How To Avoid Burnout: PR Professionals Edition

Los Angeles PR Agency

2020 was a chaotic year for all of us. And so far, 2021 is following many of the same patterns. Unfortunately, that means that many of us continue to feel overworked and exhausted, even after the holiday break. PR professionals everywhere, from those at a public relations agency to those working in-house, are feeling the pressures and exhaustion from being always-on and navigating the endless challenges we’ve been presented with. Today, many of us are simply looking for solutions for how to avoid burnout, and how to handle it if it’s already happened. As a Los Angeles PR agency, we have some advice for ways that PR employers and employees can help navigate these trying times.


What is Work Burnout? 

Theorized in the 1970’s by psychologist Herbert Freudenberger, burnout is a severe stress condition that can lead to exhaustion of both the mind and body. Burnout is a real and common problem – in fact, the World Health Organization recently added burnout to its handbook of medical diagnoses, defining it as “resulting from chronic workplace stress that has not been successfully managed.” 

The WHO lists common symptoms of burnout as: 

  • Feelings of energy depletion or exhaustion 
  • Increased mental distance from one’s job, or feelings of negativism or cynicism related to one’s job
  • A sense of ineffectiveness and lack of accomplishment


Burnout and Public Relations 

Working in public relations can be fun and rewarding, but as an industry, we are notoriously known for not having an “off-switch.” In 2019, PR was ranked in CareerCast’s Top 10 Most Stressful Jobs. In 2020 especially, many PR professionals struggled with managing the day-to-day climate fluctuations, and navigating the stress and exhaustion that came with trying to balance it all. 

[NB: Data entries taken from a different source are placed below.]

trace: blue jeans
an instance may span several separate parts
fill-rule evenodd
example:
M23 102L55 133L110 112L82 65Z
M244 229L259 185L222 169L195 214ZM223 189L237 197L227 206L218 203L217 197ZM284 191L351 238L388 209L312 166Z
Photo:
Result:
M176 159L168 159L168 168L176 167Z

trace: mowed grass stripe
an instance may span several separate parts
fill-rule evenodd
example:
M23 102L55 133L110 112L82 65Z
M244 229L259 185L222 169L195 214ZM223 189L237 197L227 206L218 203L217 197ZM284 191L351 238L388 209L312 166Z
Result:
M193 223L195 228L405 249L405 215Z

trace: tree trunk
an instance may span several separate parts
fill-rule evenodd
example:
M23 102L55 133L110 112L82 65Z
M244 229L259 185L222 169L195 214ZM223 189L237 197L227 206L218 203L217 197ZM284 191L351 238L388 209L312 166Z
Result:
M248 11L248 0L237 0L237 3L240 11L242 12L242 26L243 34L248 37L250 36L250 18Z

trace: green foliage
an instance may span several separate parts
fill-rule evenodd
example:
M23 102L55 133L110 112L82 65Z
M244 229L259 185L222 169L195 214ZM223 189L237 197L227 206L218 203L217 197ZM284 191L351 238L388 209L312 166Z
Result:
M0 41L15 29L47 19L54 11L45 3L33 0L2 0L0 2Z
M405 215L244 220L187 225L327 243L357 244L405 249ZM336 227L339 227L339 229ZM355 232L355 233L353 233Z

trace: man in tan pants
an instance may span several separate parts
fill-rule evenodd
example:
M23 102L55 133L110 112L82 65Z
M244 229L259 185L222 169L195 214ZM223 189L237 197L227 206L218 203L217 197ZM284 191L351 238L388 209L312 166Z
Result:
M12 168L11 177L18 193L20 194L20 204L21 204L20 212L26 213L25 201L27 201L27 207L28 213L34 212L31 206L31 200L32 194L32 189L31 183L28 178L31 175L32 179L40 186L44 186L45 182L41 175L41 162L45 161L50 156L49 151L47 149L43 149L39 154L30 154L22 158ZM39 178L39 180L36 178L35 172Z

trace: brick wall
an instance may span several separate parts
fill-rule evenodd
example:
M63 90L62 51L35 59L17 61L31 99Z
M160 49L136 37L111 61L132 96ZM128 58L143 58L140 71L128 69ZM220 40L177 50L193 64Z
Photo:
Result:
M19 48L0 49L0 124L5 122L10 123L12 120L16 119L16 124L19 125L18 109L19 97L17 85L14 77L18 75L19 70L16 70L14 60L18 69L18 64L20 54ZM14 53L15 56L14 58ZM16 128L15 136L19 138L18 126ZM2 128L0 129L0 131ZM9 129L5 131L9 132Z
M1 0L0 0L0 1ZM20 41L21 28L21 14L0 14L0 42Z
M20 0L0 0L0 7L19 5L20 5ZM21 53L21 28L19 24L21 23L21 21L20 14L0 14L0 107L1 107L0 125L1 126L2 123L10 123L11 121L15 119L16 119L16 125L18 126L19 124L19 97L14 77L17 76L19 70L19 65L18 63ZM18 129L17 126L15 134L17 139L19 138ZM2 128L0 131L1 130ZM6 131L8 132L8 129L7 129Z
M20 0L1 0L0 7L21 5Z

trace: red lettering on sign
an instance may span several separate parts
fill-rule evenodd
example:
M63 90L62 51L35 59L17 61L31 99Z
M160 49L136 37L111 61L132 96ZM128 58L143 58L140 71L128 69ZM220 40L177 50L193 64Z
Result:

With this said, however, it is essential that PR professionals get the necessary rest and relaxation needed to avoid burnout. Here are some steps that PR professionals can take to manage their burnout symptoms. 


Managing Burnout as a Public Relations Professional

#1: Get enough rest.  

Rest is the number one most important factor in preventing and managing burnout. While most of us associate rest with sleep, there are actually seven types of rest that are essential to mind and body relaxation. Dr. Saundra Dalton-Smith breaks down the seven types of rest in her TedTalk, but here are a few ideas for each rest: 

  • Physical rest: sleep, yoga, stretching, massage
  • Mental rest: workday breaks, journaling, therapy 
  • Sensory rest: unplugging from electronics, closing eyes 
  • Creative rest: going on nature walks, painting, cooking
  • Emotional rest: therapy, being honest with yourself
  • Social rest: chatting with a friend or family member, game night 
  • Spiritual rest: meditation, prayer, community involvement 

Prioritizing your rest and doing things that bring you peace and joy are essential to being a productive PR professional. Don’t feel guilty for taking breaks – it’s part of the job! 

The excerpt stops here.